Member of the Senate of the Czech Republic for Prague 12
- In office 23 November 1996 – 23 November 2000
- Preceded by: Constituency established
- Succeeded by: Edvard Outrata [cs]

Member of the Chamber of Deputies of the Czech Republic
- In office 1993–1996

Mayor of Prague-Zbraslav
- In office 1990–1994

Member of the Czech National Council
- In office 1990–1994

Personal details
- Born: 18 December 1945 Prague, Czechoslovakia
- Died: 17 April 2026 (aged 80)
- Party: Civic Democratic Party

= Jan Krámek =

Czech politician (1945–2026)

Jan Krámek (18 December 1945 – 17 April 2026) was a Czech politician and founding member of the Civic Democratic Party (ODS).

==Biography==
Krámek was born in Prague, Czechoslovakia, on 18 December 1945. He graduated from the Secondary School of Mechanical Engineering in Písek in 1964. He worked as a designer for ZVVU Milevsko, the Příbram District Construction Company, and Subterra Zbraslav.

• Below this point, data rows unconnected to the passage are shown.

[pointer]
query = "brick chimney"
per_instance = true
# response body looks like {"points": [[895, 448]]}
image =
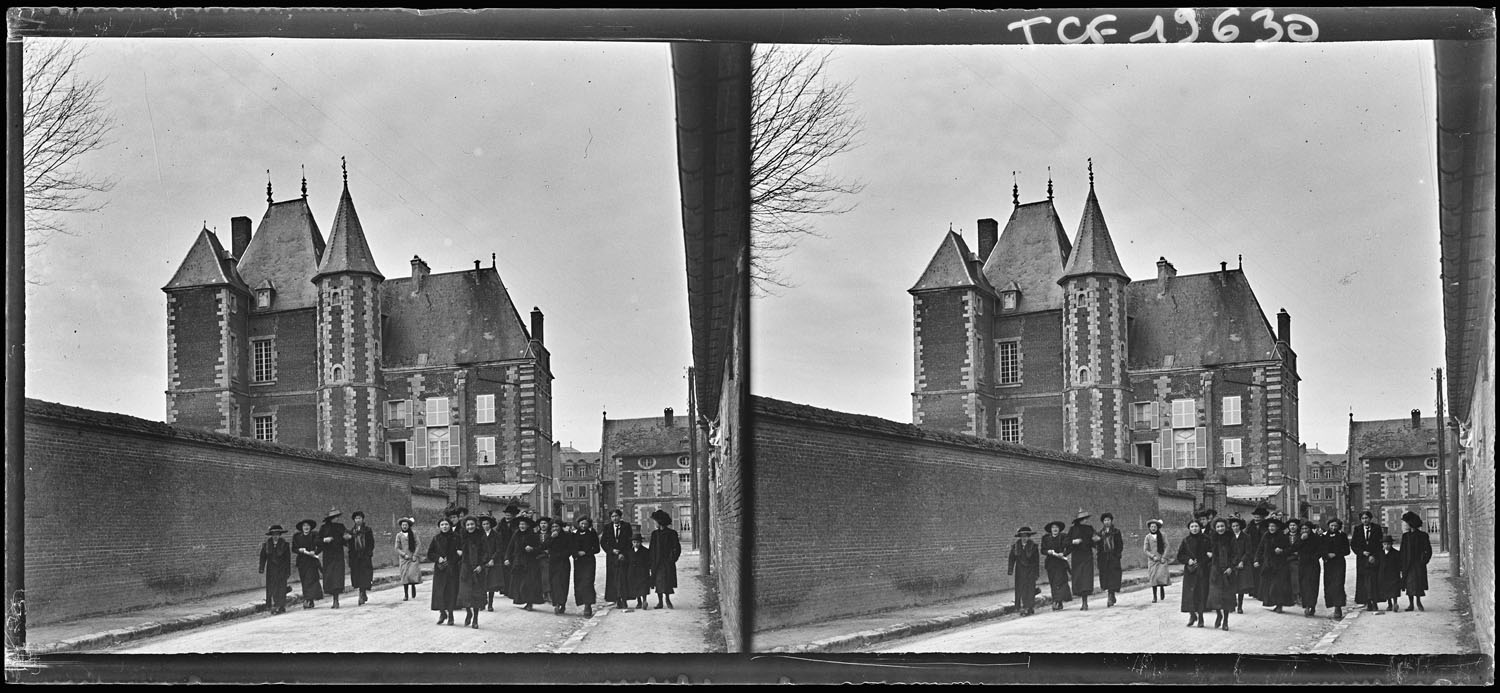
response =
{"points": [[1164, 273], [989, 236], [419, 272], [239, 236]]}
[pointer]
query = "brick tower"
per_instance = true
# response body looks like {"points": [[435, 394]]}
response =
{"points": [[350, 383], [207, 306], [1094, 338]]}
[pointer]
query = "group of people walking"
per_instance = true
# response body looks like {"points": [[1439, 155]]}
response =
{"points": [[1280, 561], [324, 557]]}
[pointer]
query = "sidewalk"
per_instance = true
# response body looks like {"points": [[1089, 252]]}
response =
{"points": [[107, 630], [855, 632]]}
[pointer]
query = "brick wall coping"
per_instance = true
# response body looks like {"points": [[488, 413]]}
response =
{"points": [[828, 419], [77, 416]]}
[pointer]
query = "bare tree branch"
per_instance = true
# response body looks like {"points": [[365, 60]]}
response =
{"points": [[798, 120], [63, 119]]}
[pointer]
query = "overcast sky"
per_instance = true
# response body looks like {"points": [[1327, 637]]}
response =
{"points": [[1314, 162], [558, 158]]}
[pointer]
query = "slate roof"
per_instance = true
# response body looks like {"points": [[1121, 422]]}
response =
{"points": [[1031, 252], [347, 249], [953, 266], [1202, 320], [456, 317], [206, 266], [285, 249], [1092, 249], [639, 437], [1392, 438]]}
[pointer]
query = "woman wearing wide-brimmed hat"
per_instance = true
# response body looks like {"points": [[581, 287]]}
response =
{"points": [[443, 551], [407, 560], [1080, 554], [1025, 561], [1055, 549], [666, 548], [333, 537], [276, 567], [309, 567], [1193, 554], [1416, 551], [1157, 560]]}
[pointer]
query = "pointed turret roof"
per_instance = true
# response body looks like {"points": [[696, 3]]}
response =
{"points": [[285, 249], [347, 248], [953, 266], [1092, 249], [1029, 254], [206, 266]]}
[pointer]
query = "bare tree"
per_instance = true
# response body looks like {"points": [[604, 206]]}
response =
{"points": [[63, 119], [798, 120]]}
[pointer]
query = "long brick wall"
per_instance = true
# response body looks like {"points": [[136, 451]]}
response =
{"points": [[123, 513], [857, 513]]}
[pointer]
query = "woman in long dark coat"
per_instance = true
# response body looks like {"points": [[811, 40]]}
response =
{"points": [[473, 584], [1110, 548], [309, 567], [1335, 546], [443, 551], [1080, 554], [666, 548], [333, 537], [558, 548], [1157, 560], [1055, 549], [362, 555], [524, 557], [585, 546], [1308, 546], [1416, 551], [1193, 554], [276, 567], [1275, 576], [1221, 573], [1023, 563]]}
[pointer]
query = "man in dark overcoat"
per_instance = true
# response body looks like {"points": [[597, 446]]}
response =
{"points": [[276, 567], [615, 540], [1364, 543], [1080, 552]]}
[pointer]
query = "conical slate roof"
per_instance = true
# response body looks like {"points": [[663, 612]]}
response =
{"points": [[1092, 249], [204, 266], [347, 248], [951, 267]]}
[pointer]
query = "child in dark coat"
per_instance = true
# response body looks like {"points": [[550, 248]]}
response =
{"points": [[638, 572], [1388, 582]]}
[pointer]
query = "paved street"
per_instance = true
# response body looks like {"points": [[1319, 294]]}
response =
{"points": [[1139, 626], [387, 624]]}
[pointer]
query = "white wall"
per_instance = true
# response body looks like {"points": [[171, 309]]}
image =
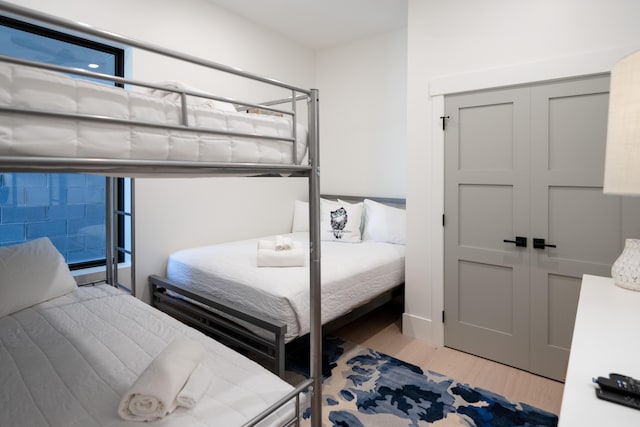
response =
{"points": [[363, 116], [466, 45], [177, 213]]}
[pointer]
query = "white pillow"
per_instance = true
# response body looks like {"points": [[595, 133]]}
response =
{"points": [[384, 223], [31, 273], [340, 221]]}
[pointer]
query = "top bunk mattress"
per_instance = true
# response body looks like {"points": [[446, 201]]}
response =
{"points": [[122, 136], [351, 274], [67, 362]]}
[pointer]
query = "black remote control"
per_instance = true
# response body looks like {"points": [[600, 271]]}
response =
{"points": [[619, 398], [620, 384]]}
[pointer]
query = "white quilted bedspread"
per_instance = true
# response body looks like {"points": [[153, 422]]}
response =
{"points": [[67, 362], [24, 135], [352, 274]]}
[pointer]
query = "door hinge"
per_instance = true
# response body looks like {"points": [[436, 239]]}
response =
{"points": [[444, 118]]}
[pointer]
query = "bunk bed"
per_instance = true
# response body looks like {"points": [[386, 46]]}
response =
{"points": [[227, 292], [57, 131]]}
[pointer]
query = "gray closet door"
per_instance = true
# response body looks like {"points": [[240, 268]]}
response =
{"points": [[517, 305], [569, 128], [487, 202]]}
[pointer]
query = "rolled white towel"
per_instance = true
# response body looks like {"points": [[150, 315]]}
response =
{"points": [[153, 395], [269, 257], [196, 386]]}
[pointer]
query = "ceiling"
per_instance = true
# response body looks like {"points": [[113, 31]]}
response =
{"points": [[319, 24]]}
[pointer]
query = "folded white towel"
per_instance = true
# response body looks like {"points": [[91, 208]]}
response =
{"points": [[196, 386], [283, 243], [268, 256], [153, 395]]}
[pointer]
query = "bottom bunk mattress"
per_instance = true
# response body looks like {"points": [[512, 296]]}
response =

Krámek served as a member of the Czech National Council from 1990 to 1994 and a deputy of the Chamber of Deputies of the Czech Republic from 1993 until 1996. He was then elected to the Senate of the Czech Republic, becoming the first senator to represent the newly created Senate district 17 – Prague 12 from 1996 until 2000. While in the Senate, Krámek became vice chairman of the Committee on Foreign Affairs, Defence and Security. He also served as Mayor of Prague-Zbraslav, a district of Prague, from 1990 until 1994.

Krámek died on 17 April 2026 at the age of 80.